S
SUlClDE
Member
- Jan 29, 2026
- 25
I hate my family, both my dad and mom left me at around age 3 and I grew up with my other relatives. My dad is an alcoholic criminal who is in jail and my mom is neglectful with anger issues, my other relatives aren't far from this and for the most of my life they have kept me in isolation, at one point I haven't left the house for 3 years, I wasn't allowed basic hygiene and was overall neglected. No one at school saw it apparently and I was ostracized growing up, I'm now in high school and all of my classmates have hobbies they are good at expect me because I spend my life doing nothing, if you ask my parents my life was very good and normal, they don't see what they have been doing to me, they are my primary reason for thinking about killing myself. Recently my mother has tried re-entering my life because she's doing good economically, because of this I ask her a ton of money because I'm angry at her.
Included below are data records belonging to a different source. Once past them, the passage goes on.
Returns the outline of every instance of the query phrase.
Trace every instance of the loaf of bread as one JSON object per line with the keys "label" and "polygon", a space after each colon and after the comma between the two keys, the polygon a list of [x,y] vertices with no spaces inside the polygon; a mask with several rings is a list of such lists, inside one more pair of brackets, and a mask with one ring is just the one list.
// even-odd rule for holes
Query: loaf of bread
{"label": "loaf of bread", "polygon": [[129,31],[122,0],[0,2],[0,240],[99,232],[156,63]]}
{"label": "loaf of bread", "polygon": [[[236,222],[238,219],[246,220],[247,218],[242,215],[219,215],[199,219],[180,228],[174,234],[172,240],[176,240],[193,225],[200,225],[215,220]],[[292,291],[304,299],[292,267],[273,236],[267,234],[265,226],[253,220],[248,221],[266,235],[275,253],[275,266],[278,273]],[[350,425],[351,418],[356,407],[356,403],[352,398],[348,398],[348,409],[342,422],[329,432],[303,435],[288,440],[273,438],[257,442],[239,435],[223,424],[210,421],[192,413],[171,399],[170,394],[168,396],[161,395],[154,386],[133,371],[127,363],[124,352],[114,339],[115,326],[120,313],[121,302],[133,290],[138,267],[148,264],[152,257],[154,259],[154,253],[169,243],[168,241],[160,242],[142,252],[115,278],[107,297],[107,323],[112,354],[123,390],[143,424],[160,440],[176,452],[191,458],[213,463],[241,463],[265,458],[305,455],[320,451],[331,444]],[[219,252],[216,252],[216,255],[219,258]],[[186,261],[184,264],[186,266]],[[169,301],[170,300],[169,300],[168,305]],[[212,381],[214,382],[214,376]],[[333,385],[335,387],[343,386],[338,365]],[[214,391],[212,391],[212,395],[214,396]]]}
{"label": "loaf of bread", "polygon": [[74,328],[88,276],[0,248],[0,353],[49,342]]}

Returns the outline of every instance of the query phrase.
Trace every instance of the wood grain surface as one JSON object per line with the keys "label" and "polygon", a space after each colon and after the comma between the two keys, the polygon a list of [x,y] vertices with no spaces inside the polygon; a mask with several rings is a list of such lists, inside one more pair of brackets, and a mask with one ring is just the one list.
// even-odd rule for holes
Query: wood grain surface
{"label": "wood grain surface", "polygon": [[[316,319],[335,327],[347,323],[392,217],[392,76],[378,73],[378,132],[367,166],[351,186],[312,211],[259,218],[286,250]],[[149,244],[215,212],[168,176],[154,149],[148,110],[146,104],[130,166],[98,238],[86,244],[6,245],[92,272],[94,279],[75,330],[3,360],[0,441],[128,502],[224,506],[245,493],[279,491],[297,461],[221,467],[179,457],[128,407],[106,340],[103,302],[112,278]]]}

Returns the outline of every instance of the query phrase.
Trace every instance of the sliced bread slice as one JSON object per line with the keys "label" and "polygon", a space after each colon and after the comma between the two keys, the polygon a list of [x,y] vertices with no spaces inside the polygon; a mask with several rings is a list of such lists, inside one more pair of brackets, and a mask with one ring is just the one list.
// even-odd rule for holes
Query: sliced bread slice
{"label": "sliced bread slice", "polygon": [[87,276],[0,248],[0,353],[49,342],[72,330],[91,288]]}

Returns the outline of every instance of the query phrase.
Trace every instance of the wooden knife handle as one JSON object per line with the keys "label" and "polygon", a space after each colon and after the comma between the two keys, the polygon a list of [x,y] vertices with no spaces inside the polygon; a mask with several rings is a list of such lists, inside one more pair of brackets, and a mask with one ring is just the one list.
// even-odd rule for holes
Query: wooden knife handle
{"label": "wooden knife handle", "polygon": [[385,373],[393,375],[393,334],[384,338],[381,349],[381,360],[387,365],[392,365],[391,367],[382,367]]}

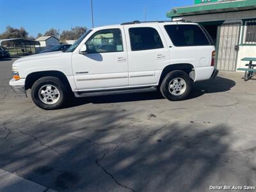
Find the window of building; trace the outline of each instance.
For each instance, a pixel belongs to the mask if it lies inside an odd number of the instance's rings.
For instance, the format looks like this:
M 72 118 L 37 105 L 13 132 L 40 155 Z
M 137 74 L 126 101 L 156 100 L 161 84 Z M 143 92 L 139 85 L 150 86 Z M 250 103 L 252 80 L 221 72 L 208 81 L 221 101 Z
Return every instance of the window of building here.
M 212 44 L 206 35 L 197 25 L 166 25 L 164 28 L 175 46 L 199 46 Z
M 132 28 L 129 29 L 132 51 L 163 48 L 157 31 L 152 28 Z
M 120 29 L 97 31 L 87 41 L 86 45 L 88 53 L 124 51 Z
M 256 20 L 245 22 L 245 44 L 256 44 Z

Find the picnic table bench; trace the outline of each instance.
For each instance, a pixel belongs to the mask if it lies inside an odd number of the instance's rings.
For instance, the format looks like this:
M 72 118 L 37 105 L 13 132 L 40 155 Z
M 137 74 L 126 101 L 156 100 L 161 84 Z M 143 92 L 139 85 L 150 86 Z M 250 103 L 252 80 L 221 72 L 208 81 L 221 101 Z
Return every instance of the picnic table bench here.
M 248 67 L 248 68 L 238 68 L 237 70 L 244 70 L 244 81 L 247 81 L 256 73 L 256 64 L 252 64 L 253 61 L 256 61 L 256 58 L 244 58 L 241 60 L 244 61 L 249 61 L 248 64 L 245 65 L 245 66 Z

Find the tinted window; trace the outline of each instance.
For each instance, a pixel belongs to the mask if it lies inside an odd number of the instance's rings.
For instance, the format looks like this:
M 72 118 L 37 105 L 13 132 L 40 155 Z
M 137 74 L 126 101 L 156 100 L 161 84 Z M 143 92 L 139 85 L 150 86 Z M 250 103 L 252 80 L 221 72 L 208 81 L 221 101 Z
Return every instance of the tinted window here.
M 152 28 L 134 28 L 129 29 L 132 51 L 163 48 L 157 31 Z
M 164 26 L 175 46 L 209 45 L 210 42 L 197 25 L 179 24 Z
M 123 51 L 121 31 L 119 29 L 97 31 L 86 43 L 89 53 Z

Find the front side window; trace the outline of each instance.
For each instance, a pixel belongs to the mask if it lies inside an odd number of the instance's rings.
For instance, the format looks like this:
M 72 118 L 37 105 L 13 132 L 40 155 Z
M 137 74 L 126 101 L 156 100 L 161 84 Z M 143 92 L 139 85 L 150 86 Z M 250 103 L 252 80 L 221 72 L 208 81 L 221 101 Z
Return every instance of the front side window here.
M 163 48 L 158 32 L 152 28 L 132 28 L 129 29 L 132 51 Z
M 92 32 L 92 30 L 88 30 L 86 32 L 85 32 L 81 36 L 79 37 L 79 38 L 74 43 L 73 45 L 72 45 L 68 50 L 66 51 L 66 52 L 73 52 L 74 51 L 75 51 L 75 49 L 76 49 L 76 47 L 77 47 L 77 46 L 81 44 L 81 42 L 84 39 L 84 38 L 88 35 L 90 34 L 90 33 Z
M 248 20 L 245 22 L 245 44 L 256 44 L 256 20 Z
M 164 28 L 175 46 L 211 45 L 205 34 L 198 25 L 173 24 L 164 26 Z
M 103 29 L 95 33 L 86 43 L 88 53 L 124 51 L 121 30 Z

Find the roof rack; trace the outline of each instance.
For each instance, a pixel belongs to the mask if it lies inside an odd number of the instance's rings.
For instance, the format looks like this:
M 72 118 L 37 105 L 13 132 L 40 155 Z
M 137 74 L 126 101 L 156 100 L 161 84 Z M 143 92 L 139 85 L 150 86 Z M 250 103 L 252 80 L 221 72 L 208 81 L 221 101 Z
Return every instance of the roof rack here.
M 148 22 L 191 22 L 191 21 L 186 20 L 184 19 L 180 19 L 179 20 L 152 20 L 152 21 L 140 21 L 134 20 L 132 22 L 124 22 L 121 25 L 131 25 L 134 24 L 141 24 L 141 23 L 148 23 Z

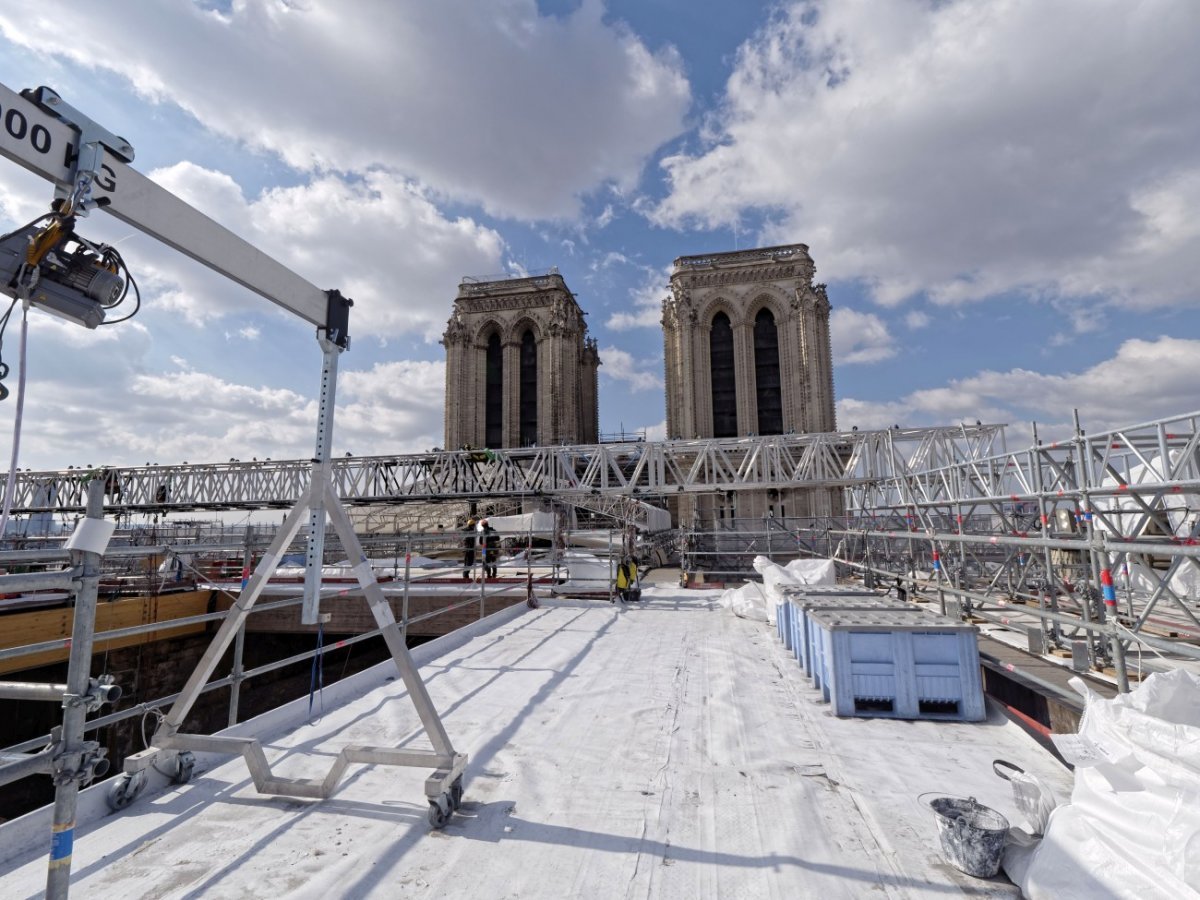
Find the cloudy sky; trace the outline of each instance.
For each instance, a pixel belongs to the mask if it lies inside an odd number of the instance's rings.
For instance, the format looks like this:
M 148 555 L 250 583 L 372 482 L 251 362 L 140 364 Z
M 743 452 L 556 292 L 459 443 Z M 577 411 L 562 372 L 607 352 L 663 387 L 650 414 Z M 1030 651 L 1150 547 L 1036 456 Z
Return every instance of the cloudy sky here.
M 1200 4 L 0 0 L 0 83 L 354 298 L 337 452 L 442 444 L 463 276 L 557 265 L 661 434 L 678 256 L 803 242 L 839 426 L 1200 408 Z M 49 186 L 0 160 L 0 229 Z M 127 226 L 140 313 L 29 320 L 23 468 L 306 457 L 311 328 Z M 19 311 L 4 335 L 16 394 Z M 7 462 L 14 396 L 0 403 Z

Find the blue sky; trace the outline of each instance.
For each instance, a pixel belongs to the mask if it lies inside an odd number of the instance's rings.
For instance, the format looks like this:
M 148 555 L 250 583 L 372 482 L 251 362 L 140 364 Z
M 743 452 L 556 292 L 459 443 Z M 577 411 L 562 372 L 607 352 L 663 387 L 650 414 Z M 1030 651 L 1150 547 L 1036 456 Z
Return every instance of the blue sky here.
M 355 299 L 338 452 L 440 445 L 460 280 L 551 265 L 601 348 L 601 431 L 661 434 L 671 262 L 790 242 L 829 284 L 841 427 L 1024 445 L 1073 408 L 1200 408 L 1196 34 L 1169 0 L 0 0 L 0 83 L 53 86 Z M 0 227 L 49 198 L 0 161 Z M 308 328 L 103 214 L 79 230 L 143 310 L 31 314 L 22 467 L 311 454 Z

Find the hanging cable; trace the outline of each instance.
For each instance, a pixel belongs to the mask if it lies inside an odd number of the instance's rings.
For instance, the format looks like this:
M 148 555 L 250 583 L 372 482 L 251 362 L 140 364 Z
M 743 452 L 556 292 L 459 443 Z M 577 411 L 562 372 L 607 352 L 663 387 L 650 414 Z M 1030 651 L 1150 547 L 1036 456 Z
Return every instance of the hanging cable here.
M 325 715 L 325 624 L 317 623 L 317 653 L 312 658 L 312 676 L 308 678 L 308 724 L 316 725 Z M 312 718 L 312 701 L 317 692 L 320 692 L 320 715 Z
M 8 322 L 8 312 L 4 316 L 4 322 Z M 8 463 L 8 478 L 4 486 L 4 511 L 0 512 L 0 540 L 8 530 L 8 514 L 12 512 L 12 497 L 17 490 L 17 460 L 20 457 L 20 421 L 25 412 L 25 346 L 29 338 L 29 308 L 22 306 L 20 310 L 20 362 L 17 374 L 17 413 L 12 420 L 12 460 Z

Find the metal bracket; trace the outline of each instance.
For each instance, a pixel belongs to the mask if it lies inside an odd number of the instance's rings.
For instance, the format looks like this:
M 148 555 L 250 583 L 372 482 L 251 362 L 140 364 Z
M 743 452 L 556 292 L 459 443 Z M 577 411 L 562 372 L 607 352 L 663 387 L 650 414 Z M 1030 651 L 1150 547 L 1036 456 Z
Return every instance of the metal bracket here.
M 64 216 L 86 216 L 91 209 L 100 205 L 100 202 L 91 197 L 91 187 L 104 175 L 104 151 L 124 163 L 130 163 L 133 162 L 133 146 L 125 138 L 80 113 L 50 88 L 42 85 L 26 89 L 20 96 L 79 131 L 79 146 L 76 149 L 74 158 L 67 161 L 72 169 L 72 188 L 68 191 L 66 187 L 55 187 L 54 197 L 62 202 L 58 211 Z

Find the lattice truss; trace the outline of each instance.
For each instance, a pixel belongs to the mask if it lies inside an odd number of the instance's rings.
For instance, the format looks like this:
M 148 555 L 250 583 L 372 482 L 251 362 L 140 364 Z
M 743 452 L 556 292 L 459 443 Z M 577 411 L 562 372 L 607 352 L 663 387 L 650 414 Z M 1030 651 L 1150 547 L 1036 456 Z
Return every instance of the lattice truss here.
M 1200 413 L 949 464 L 895 466 L 847 490 L 844 558 L 1103 620 L 1200 637 Z M 1051 628 L 1055 637 L 1060 629 Z
M 433 451 L 331 461 L 348 505 L 541 496 L 661 496 L 764 487 L 870 485 L 911 469 L 992 454 L 1002 425 L 709 440 L 630 442 L 522 450 Z M 308 484 L 311 462 L 24 472 L 13 511 L 79 512 L 84 485 L 106 480 L 109 512 L 287 509 Z

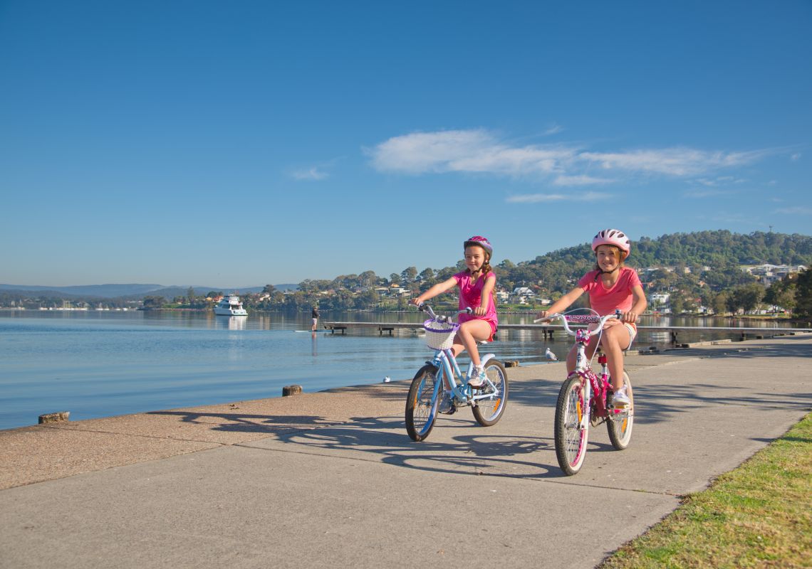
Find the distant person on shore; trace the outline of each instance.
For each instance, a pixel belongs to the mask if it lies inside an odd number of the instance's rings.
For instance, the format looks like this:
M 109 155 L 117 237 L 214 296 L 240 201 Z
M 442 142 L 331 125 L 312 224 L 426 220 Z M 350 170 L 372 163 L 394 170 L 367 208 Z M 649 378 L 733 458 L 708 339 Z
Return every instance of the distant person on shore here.
M 637 272 L 624 266 L 624 261 L 628 258 L 631 250 L 632 243 L 622 231 L 599 231 L 592 240 L 595 268 L 581 278 L 578 286 L 553 302 L 548 310 L 538 313 L 538 318 L 560 313 L 585 292 L 590 294 L 592 310 L 601 316 L 615 314 L 615 310 L 620 310 L 620 319 L 607 320 L 600 336 L 615 391 L 612 400 L 615 407 L 628 407 L 630 403 L 626 386 L 623 383 L 623 350 L 632 345 L 637 334 L 637 316 L 642 314 L 647 304 Z M 597 348 L 598 336 L 595 335 L 586 348 L 587 357 L 592 357 Z M 575 355 L 576 348 L 573 346 L 567 356 L 568 373 L 575 370 Z
M 475 235 L 463 243 L 465 265 L 468 268 L 458 272 L 447 280 L 438 283 L 417 298 L 412 304 L 421 303 L 442 294 L 455 286 L 460 288 L 460 310 L 470 306 L 473 314 L 460 314 L 460 329 L 454 338 L 451 349 L 454 356 L 465 349 L 473 364 L 473 370 L 468 383 L 472 387 L 485 385 L 482 362 L 477 342 L 490 341 L 496 333 L 499 319 L 496 316 L 496 303 L 494 302 L 494 288 L 496 286 L 496 275 L 490 268 L 490 257 L 494 249 L 488 240 Z

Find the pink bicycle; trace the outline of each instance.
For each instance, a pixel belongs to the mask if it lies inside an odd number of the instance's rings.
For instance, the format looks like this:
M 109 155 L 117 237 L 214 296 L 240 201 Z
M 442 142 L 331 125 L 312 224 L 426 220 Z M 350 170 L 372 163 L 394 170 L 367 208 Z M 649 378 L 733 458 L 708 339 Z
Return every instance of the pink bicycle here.
M 577 474 L 584 464 L 586 456 L 586 440 L 590 425 L 598 426 L 603 422 L 609 430 L 609 440 L 612 447 L 622 451 L 628 446 L 632 439 L 632 426 L 634 424 L 634 396 L 632 383 L 628 375 L 623 372 L 623 380 L 628 395 L 628 407 L 615 409 L 612 405 L 612 388 L 609 381 L 607 357 L 595 350 L 598 363 L 601 365 L 599 374 L 592 370 L 592 360 L 586 357 L 586 345 L 592 334 L 603 333 L 603 323 L 612 318 L 619 318 L 620 313 L 607 316 L 592 314 L 551 314 L 545 320 L 560 319 L 564 330 L 575 336 L 577 344 L 575 370 L 568 377 L 559 391 L 558 403 L 555 404 L 555 457 L 559 466 L 568 476 Z M 593 332 L 585 328 L 573 331 L 568 323 L 597 324 L 597 331 Z M 593 354 L 593 358 L 594 354 Z

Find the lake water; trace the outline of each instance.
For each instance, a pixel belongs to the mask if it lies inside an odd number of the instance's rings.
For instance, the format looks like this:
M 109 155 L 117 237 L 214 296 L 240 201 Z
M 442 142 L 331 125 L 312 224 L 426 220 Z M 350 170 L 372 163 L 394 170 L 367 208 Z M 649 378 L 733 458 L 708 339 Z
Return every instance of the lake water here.
M 0 429 L 37 423 L 46 413 L 71 420 L 280 396 L 285 385 L 304 391 L 413 376 L 430 356 L 409 330 L 347 336 L 309 332 L 309 314 L 248 317 L 201 312 L 0 311 Z M 420 322 L 404 314 L 322 314 L 322 321 Z M 530 314 L 500 315 L 530 323 Z M 674 319 L 705 326 L 707 319 Z M 667 319 L 644 325 L 667 326 Z M 720 326 L 753 326 L 744 321 Z M 680 342 L 732 337 L 730 332 L 680 332 Z M 667 345 L 667 332 L 641 332 L 637 347 Z M 488 352 L 501 360 L 542 363 L 549 347 L 564 357 L 564 335 L 502 330 Z M 483 352 L 486 350 L 482 350 Z M 464 357 L 461 360 L 467 362 Z

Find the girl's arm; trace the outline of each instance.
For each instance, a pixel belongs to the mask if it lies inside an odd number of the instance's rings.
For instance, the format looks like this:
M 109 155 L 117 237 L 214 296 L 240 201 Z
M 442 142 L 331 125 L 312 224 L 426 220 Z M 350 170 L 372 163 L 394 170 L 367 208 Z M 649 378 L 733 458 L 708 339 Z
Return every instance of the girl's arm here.
M 575 301 L 578 300 L 583 293 L 583 289 L 580 286 L 575 287 L 572 290 L 569 291 L 557 301 L 553 302 L 550 308 L 539 312 L 538 314 L 538 318 L 546 318 L 549 314 L 559 314 L 561 310 L 567 310 L 567 307 L 572 304 L 572 302 L 575 302 Z
M 456 286 L 456 279 L 452 276 L 447 280 L 443 280 L 442 283 L 437 283 L 417 298 L 412 298 L 410 302 L 412 304 L 417 306 L 430 298 L 434 298 L 438 294 L 443 294 L 444 292 L 453 289 L 455 286 Z
M 485 280 L 485 286 L 482 287 L 482 296 L 479 300 L 479 306 L 473 309 L 473 314 L 477 316 L 484 316 L 488 314 L 490 307 L 490 293 L 494 292 L 496 286 L 496 276 L 491 275 Z
M 649 303 L 646 300 L 646 293 L 643 292 L 643 287 L 639 284 L 635 284 L 632 288 L 632 310 L 622 314 L 620 316 L 620 320 L 633 324 L 637 321 L 637 316 L 643 313 L 646 307 L 649 306 Z

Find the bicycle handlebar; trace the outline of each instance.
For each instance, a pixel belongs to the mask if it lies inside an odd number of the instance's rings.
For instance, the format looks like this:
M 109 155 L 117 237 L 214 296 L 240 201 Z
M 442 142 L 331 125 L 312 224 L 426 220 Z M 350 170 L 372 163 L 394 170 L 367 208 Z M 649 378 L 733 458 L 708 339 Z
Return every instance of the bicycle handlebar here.
M 436 320 L 437 322 L 448 322 L 448 320 L 451 318 L 451 316 L 438 316 L 437 314 L 434 314 L 434 311 L 431 310 L 431 306 L 427 305 L 425 302 L 421 302 L 420 304 L 418 304 L 417 310 L 420 310 L 421 312 L 428 312 L 429 317 L 432 320 Z M 464 313 L 469 314 L 472 312 L 473 312 L 473 309 L 471 308 L 470 306 L 466 306 L 464 310 L 457 311 L 455 316 Z
M 544 320 L 549 322 L 556 319 L 561 319 L 561 323 L 564 325 L 564 329 L 567 331 L 567 333 L 570 336 L 575 336 L 576 332 L 569 327 L 569 324 L 568 323 L 569 322 L 597 323 L 598 324 L 598 329 L 600 329 L 603 327 L 603 324 L 607 320 L 611 320 L 613 318 L 620 319 L 620 310 L 615 310 L 615 314 L 607 314 L 606 316 L 598 316 L 598 314 L 563 314 L 556 313 L 555 314 L 549 314 L 546 318 L 536 319 L 533 320 L 533 323 Z

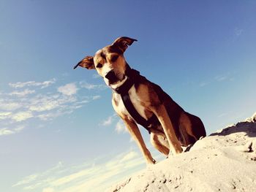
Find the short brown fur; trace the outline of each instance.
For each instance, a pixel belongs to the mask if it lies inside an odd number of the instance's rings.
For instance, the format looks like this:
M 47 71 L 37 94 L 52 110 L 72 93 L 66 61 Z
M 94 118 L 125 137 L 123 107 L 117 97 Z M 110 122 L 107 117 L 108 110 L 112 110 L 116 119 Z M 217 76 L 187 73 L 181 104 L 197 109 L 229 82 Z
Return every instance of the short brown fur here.
M 112 45 L 98 50 L 94 56 L 86 57 L 75 68 L 80 66 L 96 69 L 105 83 L 115 90 L 121 86 L 127 77 L 124 53 L 134 41 L 136 40 L 129 37 L 118 38 Z M 110 72 L 113 80 L 110 77 Z M 171 153 L 180 153 L 181 145 L 188 146 L 206 136 L 203 124 L 198 117 L 185 112 L 160 87 L 144 77 L 140 76 L 128 93 L 143 118 L 148 120 L 154 115 L 157 116 L 160 125 L 150 128 L 151 142 L 163 154 L 170 156 Z M 112 104 L 137 142 L 146 163 L 154 164 L 156 161 L 146 147 L 137 123 L 125 108 L 121 96 L 114 91 Z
I sometimes feel guilty because she doesn't understand how much I had to suffer throughout life because of them but then I realize they were 30 when they had me and weren't teenagers.
I don't have any easy suicide methods available, all of them are hard and painful, I feel tired all the time, I don't wanna be alive anymore, my family has drained me.
I don't have any easy suicide methods available, all of them are hard and painful, I feel tired all the time, I don't wanna be alive anymore, my family has drained me.